間を置かず出されたマグカップには湯気を立てているきめ細かいミルクの泡の上にバランス良くチョコレートの星が散りばめられている。

「これ、ソイミルクなの。この星形の薄いチョコレートを好みの量浮かべて溶かすのよ。どう?」
「…甘くてとってもおいしいわ。きっと大人気ね。」

頬杖をついてこちらを覗きこむプラムにラチェットはにっこりと笑うと、プラムはきゃっふ〜ん!と声を上げて手を叩いた。

「ありがとラチェット!じゃあこれは採用ね。」
「がんばるわね。

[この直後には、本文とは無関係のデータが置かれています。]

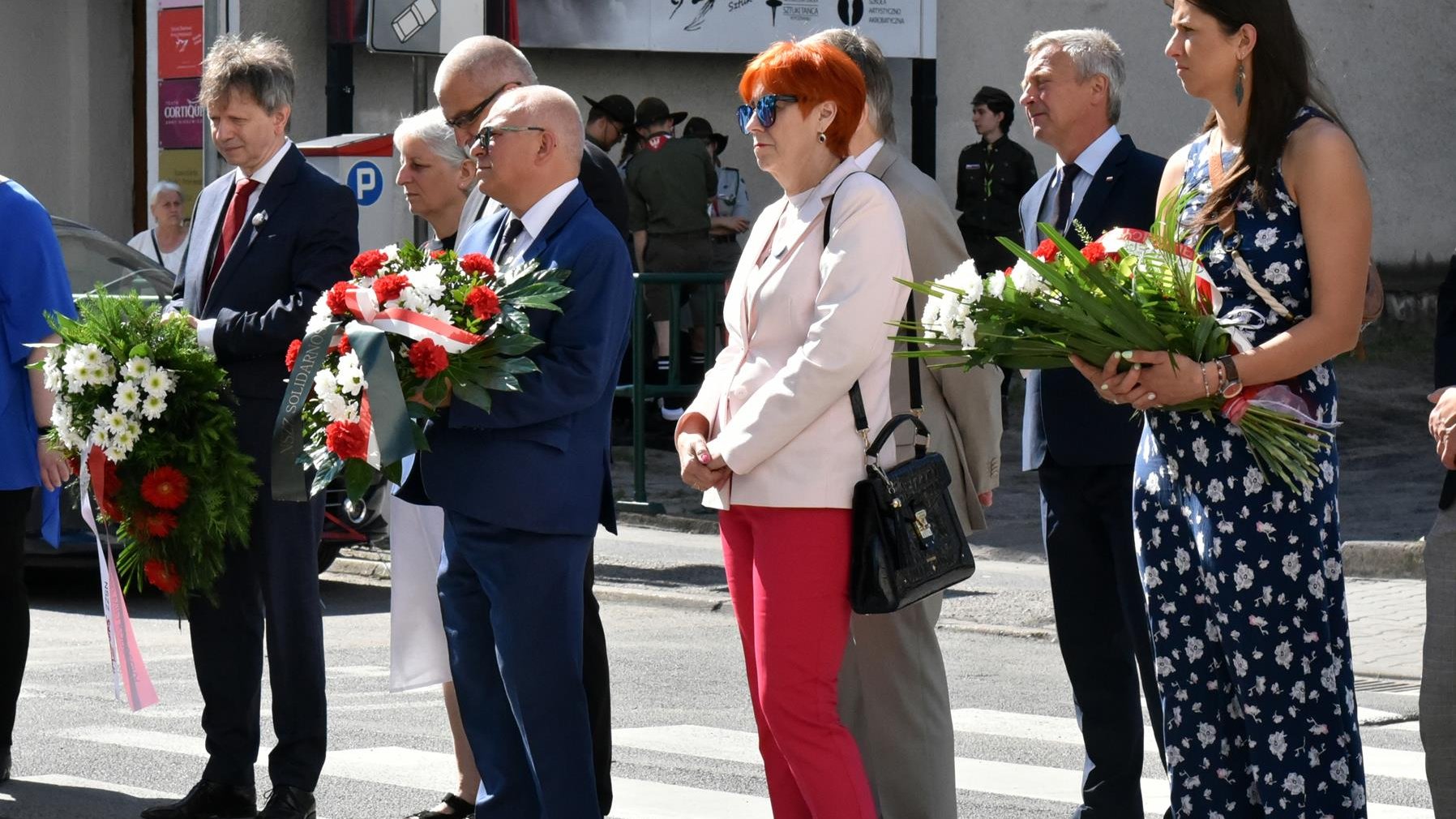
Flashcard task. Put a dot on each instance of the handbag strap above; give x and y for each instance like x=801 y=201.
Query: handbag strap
x=856 y=400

」
「ま、ね…出来る女ってのは努力も怠らないものよ。」

いつもより少し落ちたトーンにラチェットは首を傾げる。

「でも男運には恵まれないものなのかしらねぇー」
「どうしたの、突然?」

さらに続いた言葉に、今度は訊ねるとプラムはちらりと辺りを見渡してから静かに目を閉じた。

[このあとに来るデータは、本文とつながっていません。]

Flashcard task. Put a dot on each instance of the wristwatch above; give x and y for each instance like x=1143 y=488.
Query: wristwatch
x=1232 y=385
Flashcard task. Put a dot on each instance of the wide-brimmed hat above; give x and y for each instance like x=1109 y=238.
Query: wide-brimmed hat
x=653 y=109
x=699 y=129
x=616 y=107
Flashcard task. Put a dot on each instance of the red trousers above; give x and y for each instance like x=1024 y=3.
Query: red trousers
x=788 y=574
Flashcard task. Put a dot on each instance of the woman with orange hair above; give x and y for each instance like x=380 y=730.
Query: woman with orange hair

「んー…言っちゃおうかな。あたしね、失恋しちゃったの。」
「えっ……?」

変わらず目を閉じたままのプラムをラチェットは驚きを持って見つめる。

「ずっと好きだったんだけど、彼にとってあたしはただの幼なじみで…もうじき結婚するって言われちゃった。」

ゆっくりと目を開けて自嘲気味に笑うその様子に先日のセントラルパークでの質問は酷だったかもしれない。とラチェットは今更ながら反省する。

「そう、だったの…」
「でも、タイガーのおかげで嫌な女にならなくてすんだわ。」
「大河くん?」

そのまま失恋の愚痴になっても付き合おうと思っていたが、意外な人物の名前が出てきたので目を丸くしてしまう。

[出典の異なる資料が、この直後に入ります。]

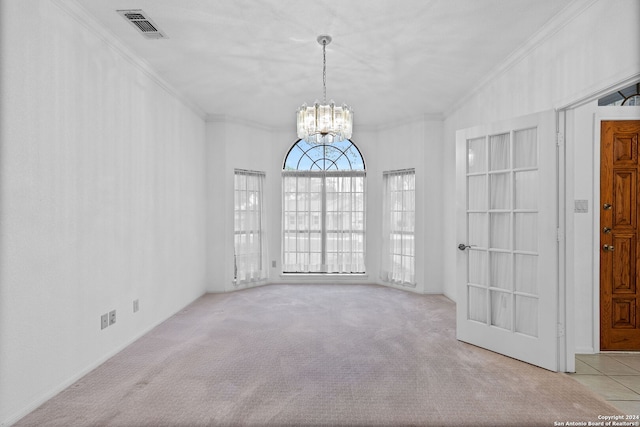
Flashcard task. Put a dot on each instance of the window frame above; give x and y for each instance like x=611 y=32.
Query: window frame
x=321 y=167
x=391 y=231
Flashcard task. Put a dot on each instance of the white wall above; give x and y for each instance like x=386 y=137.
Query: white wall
x=102 y=190
x=596 y=46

「偶然、その時通りがかってね…話、聞いてもらっちゃった。タイガーは、いい子よね。」

落ち込んだけれど、立ち直りかけていると目で語るプラムにラチェットは、心配と気遣いで揺れる瞳で見つめる大河の顔を思い浮かべてしまう。その様子がありありと見えてしまう。

「そうね…」
「あたし、本気でタイガーのこと考えちゃおうかな。」

軽い呟きだったが、ラチェットの表情が一瞬固まったのをプラムは見逃さずに肩をすくめてみせる。

「……冗談よ。ラチェットはあたしみたいになる前にちゃんとアピールしなさいね。」
「プ、プラム…何を……」
「結構わかりやすいわよ、あなた。」

何をどう意味でわかりやすいのか、あまり聞きたくない気がしたラチェットは程よく熱気が引いたカップの中身を一気に飲み干すと、ごちそうさまと席を立つ。

「……前にも言ったけど、今は仕事が優先よ。」
「んもう、そうやって言い訳してると誰かにさらわれちゃうよ?タイガーはいい子だけど鈍感くんなんだから。恋も仕事も両立させるつもりじゃないと本当に置いてかれちゃうのよ!」

半分自分に言い聞かせるように拳を握りしめながらずいっと顔を寄せてくるプラムに「肝に銘じておくわ」と逃げるように告げてラチェットは足早に楽屋口へと向かっていった。
残されたプラムはやれやれとため息をつく。

「ラチェットは高嶺の花だと思ってみんなアタックかけないから意外と奥手なのよねぇ…ここは、やっぱりプラムさんが一肌脱いであげるべきかしら。」

お節介は自分の性分だ、とプラムは結論づけてドリンクバーの灯りを落とした。

翌日、珍しく昼間から温泉に入ろうとしたラチェットにタオルを届けた帰りに、大河がシアターに書類を届けに来たのを見かけたプラムはお節介を早速実行するべく、スパゲッティをトレイに乗せて屋上へと向かった。